Watch the video in the thread and try it. I can't tell still, it seems faster but the two peels instead of one seems slower..


----------



## chefcomesback (Jun 24, 2013)

I have watched the video and I have counted 26 peels in 6 seconds versus 13 peels in 5 seconds of mine , even if the times were identical I would say with one peel you will spend less effort


----------



## NO ChoP! (Jun 24, 2013)

I think the difference was knerd peeled 1/2 than flipped it; and maybe his carrot was a tad longer. Either way both techniques worked well for the particular user. I am definitely not saying one way is better than another. I just know how I do it... and I know that when peeling cases of potatoes with others, I'm usually peeling at least 1.5 to 1, regardless of technique. But this is true for cleaning tenderloins, filleting fish, etc... toot toot! (that my horn)


----------



## knyfeknerd (Jun 24, 2013)

Good job, and thanks for the video evidence!
Most people I've seen peel toward themselves very slowly, or even this "dangling down" of the vegetable that makes it seem awkward.
I could see myself losing the skin off my fingertip-knuckles or palm if I tried to do it your way. 
Whatever works best for the user.
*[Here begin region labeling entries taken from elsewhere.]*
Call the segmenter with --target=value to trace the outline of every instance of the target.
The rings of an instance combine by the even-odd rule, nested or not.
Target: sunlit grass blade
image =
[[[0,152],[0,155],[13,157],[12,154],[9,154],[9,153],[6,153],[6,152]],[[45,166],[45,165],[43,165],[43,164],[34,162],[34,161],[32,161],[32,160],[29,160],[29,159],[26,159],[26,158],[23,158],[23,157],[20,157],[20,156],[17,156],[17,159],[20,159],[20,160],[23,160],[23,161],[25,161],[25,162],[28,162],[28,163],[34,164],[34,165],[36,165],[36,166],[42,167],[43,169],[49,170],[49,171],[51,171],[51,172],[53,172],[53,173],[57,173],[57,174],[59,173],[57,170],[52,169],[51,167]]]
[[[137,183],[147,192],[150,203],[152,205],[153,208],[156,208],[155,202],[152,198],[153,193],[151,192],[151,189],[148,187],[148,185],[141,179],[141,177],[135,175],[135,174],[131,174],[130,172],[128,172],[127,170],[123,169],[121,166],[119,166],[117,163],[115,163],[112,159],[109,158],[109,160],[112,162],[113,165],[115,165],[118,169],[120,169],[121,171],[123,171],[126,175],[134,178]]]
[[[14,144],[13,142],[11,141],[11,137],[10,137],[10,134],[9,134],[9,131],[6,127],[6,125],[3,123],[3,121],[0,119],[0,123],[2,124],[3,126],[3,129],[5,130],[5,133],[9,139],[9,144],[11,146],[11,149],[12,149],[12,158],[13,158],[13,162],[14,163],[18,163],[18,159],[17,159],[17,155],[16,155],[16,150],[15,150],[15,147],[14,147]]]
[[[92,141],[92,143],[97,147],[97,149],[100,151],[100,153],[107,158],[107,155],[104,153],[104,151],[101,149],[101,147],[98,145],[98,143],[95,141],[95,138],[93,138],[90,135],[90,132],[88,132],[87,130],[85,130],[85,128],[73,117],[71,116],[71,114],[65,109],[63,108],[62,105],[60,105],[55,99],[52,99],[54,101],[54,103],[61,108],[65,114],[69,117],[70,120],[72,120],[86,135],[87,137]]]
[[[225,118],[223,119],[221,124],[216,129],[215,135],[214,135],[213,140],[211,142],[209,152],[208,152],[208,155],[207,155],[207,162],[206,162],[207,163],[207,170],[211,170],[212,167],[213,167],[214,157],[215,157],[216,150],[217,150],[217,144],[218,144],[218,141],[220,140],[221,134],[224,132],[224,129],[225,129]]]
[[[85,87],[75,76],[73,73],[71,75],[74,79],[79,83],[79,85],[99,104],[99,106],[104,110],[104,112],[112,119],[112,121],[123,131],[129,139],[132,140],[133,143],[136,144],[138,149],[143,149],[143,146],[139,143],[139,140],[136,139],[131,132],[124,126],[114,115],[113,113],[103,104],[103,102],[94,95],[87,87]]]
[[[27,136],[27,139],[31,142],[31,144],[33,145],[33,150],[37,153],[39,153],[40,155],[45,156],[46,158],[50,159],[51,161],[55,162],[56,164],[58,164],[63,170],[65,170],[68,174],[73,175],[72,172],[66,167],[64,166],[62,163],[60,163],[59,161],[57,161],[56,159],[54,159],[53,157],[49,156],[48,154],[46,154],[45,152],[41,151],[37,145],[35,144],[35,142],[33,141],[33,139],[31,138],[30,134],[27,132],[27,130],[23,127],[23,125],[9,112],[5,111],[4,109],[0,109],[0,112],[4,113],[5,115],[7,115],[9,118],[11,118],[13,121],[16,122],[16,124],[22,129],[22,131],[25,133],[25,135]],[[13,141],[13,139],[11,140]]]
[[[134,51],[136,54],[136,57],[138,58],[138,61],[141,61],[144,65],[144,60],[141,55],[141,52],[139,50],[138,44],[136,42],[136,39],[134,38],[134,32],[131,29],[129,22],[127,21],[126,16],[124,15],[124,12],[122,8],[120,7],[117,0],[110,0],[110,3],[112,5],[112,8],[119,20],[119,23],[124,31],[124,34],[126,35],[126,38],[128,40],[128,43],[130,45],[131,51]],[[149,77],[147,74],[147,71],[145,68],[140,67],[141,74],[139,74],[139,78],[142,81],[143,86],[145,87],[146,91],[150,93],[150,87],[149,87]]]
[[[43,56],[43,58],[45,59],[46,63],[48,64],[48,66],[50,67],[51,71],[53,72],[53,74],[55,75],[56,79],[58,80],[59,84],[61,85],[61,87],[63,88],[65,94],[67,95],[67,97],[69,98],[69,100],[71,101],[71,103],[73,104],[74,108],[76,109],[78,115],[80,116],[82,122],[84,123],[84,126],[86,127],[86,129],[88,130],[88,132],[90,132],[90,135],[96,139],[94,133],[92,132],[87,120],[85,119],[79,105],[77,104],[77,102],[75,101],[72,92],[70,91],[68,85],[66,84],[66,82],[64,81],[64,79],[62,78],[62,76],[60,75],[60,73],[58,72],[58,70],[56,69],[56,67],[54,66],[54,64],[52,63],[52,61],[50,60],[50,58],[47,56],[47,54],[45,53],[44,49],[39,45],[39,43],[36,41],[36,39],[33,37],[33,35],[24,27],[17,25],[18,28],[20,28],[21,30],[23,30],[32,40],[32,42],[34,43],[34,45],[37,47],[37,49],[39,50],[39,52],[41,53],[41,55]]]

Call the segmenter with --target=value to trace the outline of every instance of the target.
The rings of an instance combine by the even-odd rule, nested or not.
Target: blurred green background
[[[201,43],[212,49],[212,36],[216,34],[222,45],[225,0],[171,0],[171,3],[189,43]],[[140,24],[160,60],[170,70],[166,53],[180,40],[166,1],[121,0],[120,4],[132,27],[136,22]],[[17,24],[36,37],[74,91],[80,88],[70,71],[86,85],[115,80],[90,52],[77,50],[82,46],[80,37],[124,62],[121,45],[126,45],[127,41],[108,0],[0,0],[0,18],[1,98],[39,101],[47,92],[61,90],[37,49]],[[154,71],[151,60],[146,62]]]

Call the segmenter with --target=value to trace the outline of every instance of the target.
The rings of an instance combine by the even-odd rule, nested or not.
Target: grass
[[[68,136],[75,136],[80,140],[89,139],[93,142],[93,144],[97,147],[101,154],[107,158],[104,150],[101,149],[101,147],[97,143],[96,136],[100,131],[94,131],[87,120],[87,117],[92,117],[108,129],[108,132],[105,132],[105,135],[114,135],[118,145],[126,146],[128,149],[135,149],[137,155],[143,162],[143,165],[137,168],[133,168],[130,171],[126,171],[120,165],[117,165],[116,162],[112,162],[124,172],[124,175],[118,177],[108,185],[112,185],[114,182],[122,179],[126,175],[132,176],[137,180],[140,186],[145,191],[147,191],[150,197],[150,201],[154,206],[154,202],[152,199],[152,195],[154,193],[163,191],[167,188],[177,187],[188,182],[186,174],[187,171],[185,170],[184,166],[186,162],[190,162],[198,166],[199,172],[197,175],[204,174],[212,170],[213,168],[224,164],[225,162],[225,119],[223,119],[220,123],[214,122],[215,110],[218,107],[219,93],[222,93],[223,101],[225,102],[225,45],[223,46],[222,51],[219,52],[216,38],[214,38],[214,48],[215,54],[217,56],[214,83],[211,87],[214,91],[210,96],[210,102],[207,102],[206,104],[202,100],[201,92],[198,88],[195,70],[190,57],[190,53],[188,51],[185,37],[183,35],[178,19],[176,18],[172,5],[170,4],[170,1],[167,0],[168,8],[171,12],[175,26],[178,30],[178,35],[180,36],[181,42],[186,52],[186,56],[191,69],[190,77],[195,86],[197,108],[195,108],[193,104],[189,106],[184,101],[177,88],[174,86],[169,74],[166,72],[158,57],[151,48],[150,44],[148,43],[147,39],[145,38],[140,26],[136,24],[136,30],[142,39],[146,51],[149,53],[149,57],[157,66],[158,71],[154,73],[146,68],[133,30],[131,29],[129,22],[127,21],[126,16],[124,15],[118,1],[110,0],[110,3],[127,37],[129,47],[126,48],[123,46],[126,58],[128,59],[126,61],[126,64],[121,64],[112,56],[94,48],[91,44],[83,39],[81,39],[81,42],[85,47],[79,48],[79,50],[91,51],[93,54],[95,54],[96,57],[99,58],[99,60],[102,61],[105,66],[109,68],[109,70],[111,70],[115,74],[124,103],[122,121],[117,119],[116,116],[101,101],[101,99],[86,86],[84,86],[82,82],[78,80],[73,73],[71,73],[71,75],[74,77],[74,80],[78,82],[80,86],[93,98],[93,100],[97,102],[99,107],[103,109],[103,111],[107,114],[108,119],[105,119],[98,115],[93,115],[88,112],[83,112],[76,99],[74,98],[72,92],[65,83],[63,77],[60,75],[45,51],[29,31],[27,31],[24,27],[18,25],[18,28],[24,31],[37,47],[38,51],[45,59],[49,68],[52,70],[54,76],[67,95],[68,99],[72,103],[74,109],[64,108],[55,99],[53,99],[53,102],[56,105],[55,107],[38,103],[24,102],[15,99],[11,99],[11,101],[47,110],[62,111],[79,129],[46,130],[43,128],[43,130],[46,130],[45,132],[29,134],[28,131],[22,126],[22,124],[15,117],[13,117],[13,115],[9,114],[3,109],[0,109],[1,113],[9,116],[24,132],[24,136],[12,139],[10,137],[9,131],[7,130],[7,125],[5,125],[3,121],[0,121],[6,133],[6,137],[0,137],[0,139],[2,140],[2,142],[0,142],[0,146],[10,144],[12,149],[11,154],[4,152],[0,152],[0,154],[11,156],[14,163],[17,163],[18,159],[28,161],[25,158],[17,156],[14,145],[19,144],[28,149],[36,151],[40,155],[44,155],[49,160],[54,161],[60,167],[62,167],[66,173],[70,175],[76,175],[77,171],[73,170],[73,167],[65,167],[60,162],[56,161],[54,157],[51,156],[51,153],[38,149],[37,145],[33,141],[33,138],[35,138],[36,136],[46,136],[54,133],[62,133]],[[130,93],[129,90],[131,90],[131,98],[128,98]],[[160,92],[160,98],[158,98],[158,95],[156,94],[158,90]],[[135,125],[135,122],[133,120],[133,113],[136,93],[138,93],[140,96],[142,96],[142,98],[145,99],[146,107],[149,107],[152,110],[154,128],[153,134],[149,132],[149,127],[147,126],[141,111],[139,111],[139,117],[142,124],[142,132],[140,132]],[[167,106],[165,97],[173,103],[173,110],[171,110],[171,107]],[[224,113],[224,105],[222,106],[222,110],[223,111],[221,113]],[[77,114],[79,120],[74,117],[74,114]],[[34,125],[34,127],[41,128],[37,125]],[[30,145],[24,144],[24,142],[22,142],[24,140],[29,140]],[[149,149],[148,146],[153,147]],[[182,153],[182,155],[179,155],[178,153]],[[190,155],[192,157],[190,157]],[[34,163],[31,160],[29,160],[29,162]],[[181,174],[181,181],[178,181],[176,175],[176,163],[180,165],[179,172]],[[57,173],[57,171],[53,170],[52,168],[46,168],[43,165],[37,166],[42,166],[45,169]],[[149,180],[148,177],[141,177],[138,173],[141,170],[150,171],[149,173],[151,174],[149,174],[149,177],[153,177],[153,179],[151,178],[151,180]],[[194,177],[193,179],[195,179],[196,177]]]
I don't want someone telling me I'm holding my knife wrong either!


----------



## rdm_magic (Jun 24, 2013)

It does seem like you're going to shave yourself when you first do it, but like anything once you get accustomed to it, you feel safe doing it. Speed probably comes down much more to practice than anything else really..


----------



## Duckfat (Jun 24, 2013)

I think the majority I have seen peel away from themselves. I use a peeler that allows me to go in both directions so I peel away in one stroke and peel back in the next. It's literally twice as fast. When peeling in a single direction the temptation is to hit the peeler at the begining of the stoke. There's a reason there's two edges on a peeler so what ever works the best for you and gets good results is all that really matters.

Dave


----------